Unsere Therapie ist zeitlich so intensiv und insgesamt so aufwändig, dass sie nur in einer Art stationärem Setting erfolgen kann. Allerdings bemühen wir uns sehr, den Aufenthalt bei uns so angenehm und so wenig „krankenhausartig“ zu gestalten wie nur möglich. Das fängt beim Essen, das jeden Tag von einer unserer Köchinnen frisch zubereitet wird an, geht über die Größe und Ausstattung der Zimmer (die immer nur einzeln belegt werden) bis hin zu gemeinsamen Freizeitunternehmungen (welche leider im Moment wegen der Covid-19-Krise nicht in dem Maß stattfinden können wie wir uns das wünschen würden). Bei uns bekommen die Teilnehmer in drei Wochen etwa so viele Therapieeinheiten wie in zwei Jahren ambulanter Psychotherapie.
Können Depressionen auch Folge einer Suchterkrankung sein?

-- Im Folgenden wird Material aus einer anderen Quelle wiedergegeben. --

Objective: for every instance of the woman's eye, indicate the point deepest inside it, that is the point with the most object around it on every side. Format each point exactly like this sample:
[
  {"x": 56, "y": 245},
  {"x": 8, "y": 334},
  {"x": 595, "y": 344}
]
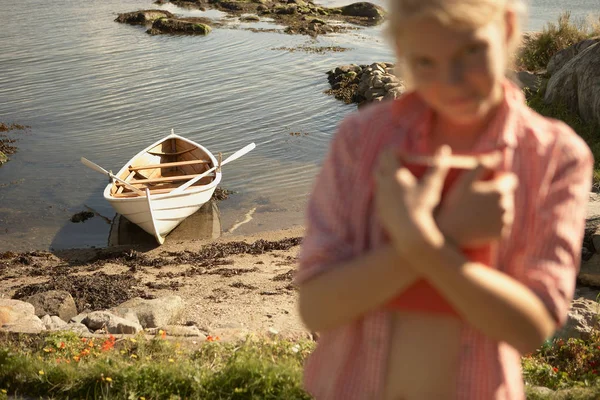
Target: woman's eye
[
  {"x": 474, "y": 49},
  {"x": 423, "y": 62}
]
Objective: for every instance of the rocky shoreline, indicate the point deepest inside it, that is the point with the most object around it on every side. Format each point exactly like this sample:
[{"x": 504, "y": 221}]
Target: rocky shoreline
[
  {"x": 227, "y": 288},
  {"x": 303, "y": 17}
]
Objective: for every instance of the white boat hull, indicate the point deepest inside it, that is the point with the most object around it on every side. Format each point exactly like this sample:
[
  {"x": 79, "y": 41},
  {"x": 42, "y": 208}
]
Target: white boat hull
[{"x": 163, "y": 212}]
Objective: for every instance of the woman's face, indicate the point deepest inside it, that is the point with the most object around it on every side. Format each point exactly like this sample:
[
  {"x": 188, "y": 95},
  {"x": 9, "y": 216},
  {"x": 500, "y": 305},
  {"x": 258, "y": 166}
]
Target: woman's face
[{"x": 458, "y": 72}]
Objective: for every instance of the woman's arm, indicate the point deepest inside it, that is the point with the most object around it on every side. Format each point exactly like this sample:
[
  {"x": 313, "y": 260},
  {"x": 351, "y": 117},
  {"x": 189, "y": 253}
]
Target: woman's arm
[
  {"x": 494, "y": 303},
  {"x": 349, "y": 289},
  {"x": 524, "y": 304}
]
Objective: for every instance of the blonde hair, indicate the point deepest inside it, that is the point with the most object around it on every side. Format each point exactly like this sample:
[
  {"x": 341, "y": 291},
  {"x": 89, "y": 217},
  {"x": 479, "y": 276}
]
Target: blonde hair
[{"x": 467, "y": 14}]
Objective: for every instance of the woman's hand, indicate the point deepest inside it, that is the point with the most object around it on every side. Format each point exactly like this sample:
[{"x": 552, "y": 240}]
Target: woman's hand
[
  {"x": 475, "y": 211},
  {"x": 405, "y": 205}
]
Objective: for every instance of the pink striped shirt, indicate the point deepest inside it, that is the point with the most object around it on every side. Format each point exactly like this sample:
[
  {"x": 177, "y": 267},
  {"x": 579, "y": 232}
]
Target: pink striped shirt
[{"x": 554, "y": 167}]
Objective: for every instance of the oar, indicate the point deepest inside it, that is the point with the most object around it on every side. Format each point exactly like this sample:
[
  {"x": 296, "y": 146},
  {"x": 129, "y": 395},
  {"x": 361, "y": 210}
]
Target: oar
[
  {"x": 98, "y": 168},
  {"x": 232, "y": 157}
]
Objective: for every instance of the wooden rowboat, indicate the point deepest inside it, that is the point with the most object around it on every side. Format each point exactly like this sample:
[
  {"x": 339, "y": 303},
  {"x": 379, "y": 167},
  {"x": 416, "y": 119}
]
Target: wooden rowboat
[{"x": 156, "y": 171}]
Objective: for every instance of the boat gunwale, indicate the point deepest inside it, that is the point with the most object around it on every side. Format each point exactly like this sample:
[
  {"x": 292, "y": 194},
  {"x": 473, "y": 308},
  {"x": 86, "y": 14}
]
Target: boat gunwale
[{"x": 191, "y": 190}]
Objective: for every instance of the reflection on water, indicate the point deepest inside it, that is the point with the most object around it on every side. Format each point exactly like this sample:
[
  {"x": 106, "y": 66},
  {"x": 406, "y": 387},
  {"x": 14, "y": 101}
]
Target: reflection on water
[
  {"x": 91, "y": 87},
  {"x": 203, "y": 224}
]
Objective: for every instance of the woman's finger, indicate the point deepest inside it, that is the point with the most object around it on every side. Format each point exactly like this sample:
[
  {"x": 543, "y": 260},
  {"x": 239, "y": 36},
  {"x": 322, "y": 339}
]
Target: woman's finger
[{"x": 433, "y": 180}]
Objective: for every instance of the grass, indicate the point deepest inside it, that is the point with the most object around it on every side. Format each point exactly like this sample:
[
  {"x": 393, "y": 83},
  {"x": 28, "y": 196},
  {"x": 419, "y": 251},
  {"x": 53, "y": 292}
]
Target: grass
[
  {"x": 61, "y": 365},
  {"x": 588, "y": 132},
  {"x": 539, "y": 48}
]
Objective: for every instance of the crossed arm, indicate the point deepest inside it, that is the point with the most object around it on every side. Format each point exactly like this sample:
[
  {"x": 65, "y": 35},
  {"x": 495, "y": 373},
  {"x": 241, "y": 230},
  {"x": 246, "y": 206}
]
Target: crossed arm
[{"x": 527, "y": 303}]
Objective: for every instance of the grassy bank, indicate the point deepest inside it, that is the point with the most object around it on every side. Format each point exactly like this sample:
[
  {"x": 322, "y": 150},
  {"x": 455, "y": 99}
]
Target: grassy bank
[
  {"x": 62, "y": 365},
  {"x": 538, "y": 48}
]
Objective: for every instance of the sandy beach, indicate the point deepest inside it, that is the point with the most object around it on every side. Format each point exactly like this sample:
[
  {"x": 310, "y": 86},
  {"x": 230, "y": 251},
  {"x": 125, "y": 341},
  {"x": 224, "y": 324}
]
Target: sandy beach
[{"x": 231, "y": 286}]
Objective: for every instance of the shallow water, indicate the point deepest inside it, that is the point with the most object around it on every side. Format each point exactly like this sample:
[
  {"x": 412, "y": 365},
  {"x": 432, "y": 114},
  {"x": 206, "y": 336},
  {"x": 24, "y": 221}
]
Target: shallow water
[{"x": 91, "y": 87}]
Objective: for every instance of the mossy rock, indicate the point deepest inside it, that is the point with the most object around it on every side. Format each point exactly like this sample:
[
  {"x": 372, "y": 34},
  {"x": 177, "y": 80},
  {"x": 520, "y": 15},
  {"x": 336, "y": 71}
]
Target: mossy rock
[
  {"x": 173, "y": 25},
  {"x": 143, "y": 17}
]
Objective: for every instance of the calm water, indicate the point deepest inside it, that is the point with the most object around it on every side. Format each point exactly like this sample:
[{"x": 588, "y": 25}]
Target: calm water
[{"x": 91, "y": 87}]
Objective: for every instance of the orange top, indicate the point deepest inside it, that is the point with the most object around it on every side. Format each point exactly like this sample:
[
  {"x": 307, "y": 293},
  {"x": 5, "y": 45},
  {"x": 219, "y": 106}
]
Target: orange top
[{"x": 422, "y": 296}]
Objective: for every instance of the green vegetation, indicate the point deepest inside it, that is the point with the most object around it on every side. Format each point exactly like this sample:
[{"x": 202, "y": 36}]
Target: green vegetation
[
  {"x": 62, "y": 365},
  {"x": 588, "y": 132},
  {"x": 539, "y": 48}
]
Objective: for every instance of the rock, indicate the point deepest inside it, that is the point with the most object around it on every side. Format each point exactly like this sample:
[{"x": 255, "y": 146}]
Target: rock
[
  {"x": 113, "y": 324},
  {"x": 185, "y": 331},
  {"x": 53, "y": 323},
  {"x": 19, "y": 316},
  {"x": 153, "y": 313},
  {"x": 394, "y": 93},
  {"x": 189, "y": 26},
  {"x": 79, "y": 329},
  {"x": 364, "y": 9},
  {"x": 78, "y": 319},
  {"x": 589, "y": 272},
  {"x": 596, "y": 238},
  {"x": 250, "y": 18},
  {"x": 371, "y": 93},
  {"x": 143, "y": 17},
  {"x": 378, "y": 84},
  {"x": 565, "y": 55},
  {"x": 529, "y": 80},
  {"x": 286, "y": 10},
  {"x": 576, "y": 85},
  {"x": 54, "y": 302},
  {"x": 582, "y": 319}
]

Eindeutig ja. Sehr oft gehen beispielsweise Depressionen mit einem Alkoholproblem einher. Die Patienten sind verzweifelt und wissen keinen Rat, also kommen sehr schnell erleichternde Substanzen wie Alkohol, Schlafmittel oder auch illegale Substanzen hinzu. Oft ist es im Nachhinein sogar schwierig festzustellen, was zuerst da war: Die Suchterkrankung oder die Depressionen. Im Falle von Suchterkrankungen entkoppeln sich Ursache und Wirkung irgendwann, so dass ich als Suchtkranker mit Depressionen zwei getrennte Problemkreise habe. Es ist ein weit verbreiteter Irrtum, zu glauben, dass sich mit Besserung der Depressionen oder des Burn-Outs dann auch das Alkoholproblem löst oder umgekehrt.
Wie können Angehörige helfen?
Das ist eine sehr schwierige Frage, denn man muss davon ausgehen, dass Angehörige ein Teil des Problemkreises sein können. Unterstützende Maßnahmen, die zu einer professionellen Hilfe führen, sind das einzige, was Angehörige wirklich tun können. Gerade wenn auch noch ein Suchtmittel-Problem dazu kommt, können Angehörige ohne professionelle Hilfe von Außen fast nichts tun. Gehen Sie als Angehöriger eines depressiven Menschen zu einem Psychotherapeuten Ihres Vertrauens und versuchen Sie, sich selbst zu schützen und gesund zu bleiben.